На язык Кадену непрошено подвернулся афоризм Хин:
– Существует только то, что есть.
Хор Присягнувших Черепу наконец умолк. Тишина опасным зверем припала к земле между Каденом и Тристе.
– Но тогда, – наконец заговорила она, – если ты хочешь его сохранить…
– Обвиате, – снова кивнул Каден.
Ее лицо застыло.
– Я не буду. Не соглашусь, как меня ни стыди. Мне плевать, что сделаешь ты…
– Тристе, – позвал Каден.
Ему казалось, они плывут, как обломки камня в бескрайней пустоте. Она оборвала фразу, словно звук имени был для нее кеннингом лича. Каден протянул к ней руки.
– Я не знаю, – сказал Каден.
– Чего ты не знаешь? – насторожилась она.
Эта мысль была слишком велика, не умещалась в слова.
– Ничего, – наконец проговорил он. – За что я сражался. За что встал против ил Торньи. Спасал этих богов. Спасал наш род… Зачем?
Она смотрела молча. Его вопросы были лишь эхом ее собственных, но иногда так страшно слышать, как высказывают вслух твои сомнения, твое отчаяние.

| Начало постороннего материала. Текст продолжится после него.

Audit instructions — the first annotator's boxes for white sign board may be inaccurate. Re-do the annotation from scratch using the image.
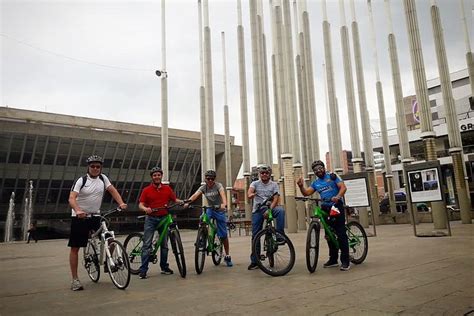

Может быть, молчание было единственным ответом, но Кадена тянуло и остальное втиснуть в слова, высказать все разом.
– Я думал, нас надо спасать. Надо спасать человечество. Думал, что мы достойны спасения. Но это всего лишь привычка. Всего лишь надежда.
– Как и все остальное, – прошептала Тристе.
Каден кивнул:
– А что, если это не так?
50
У Чилтена недостает зуба, от этого он присвистывает, когда говорит.
У Джалда голос тонкий, как у девочки, но он, невзирая на шутки остальных, каждый вечер перед сном поет песенки своей горной деревушки.
Йеммер сражается двумя мечами.
Никто не может забросить глыбу с человеческую голову величиной дальше Сандера.
Фент днем в бою смеется, а каждую ночь плачет во сне.
Тупица Том складывает в уме любые числа и каждый вечер подсчитывает убитых, подводит итог и записывает ставки.
Ха Чан наставил по развалинам крепости ловушки, теперь они каждый вечер ужинают крысами.
Белтон за два дня сорвал голос, отдавая приказы.
Бринт мочится в штаны каждое утро при первом роге ургулов.
Арик без умолку болтает о городишке своего детства, о пальмах вокруг озерца и о луне, которая оттуда почему-то кажется ближе.
Кел отрезает убитым ургулам уши, нанизывает на кожаный шнурок и носит на шее.
Грайн Кирпич поперек себя шире и знает наизусть триста крешканских поэм.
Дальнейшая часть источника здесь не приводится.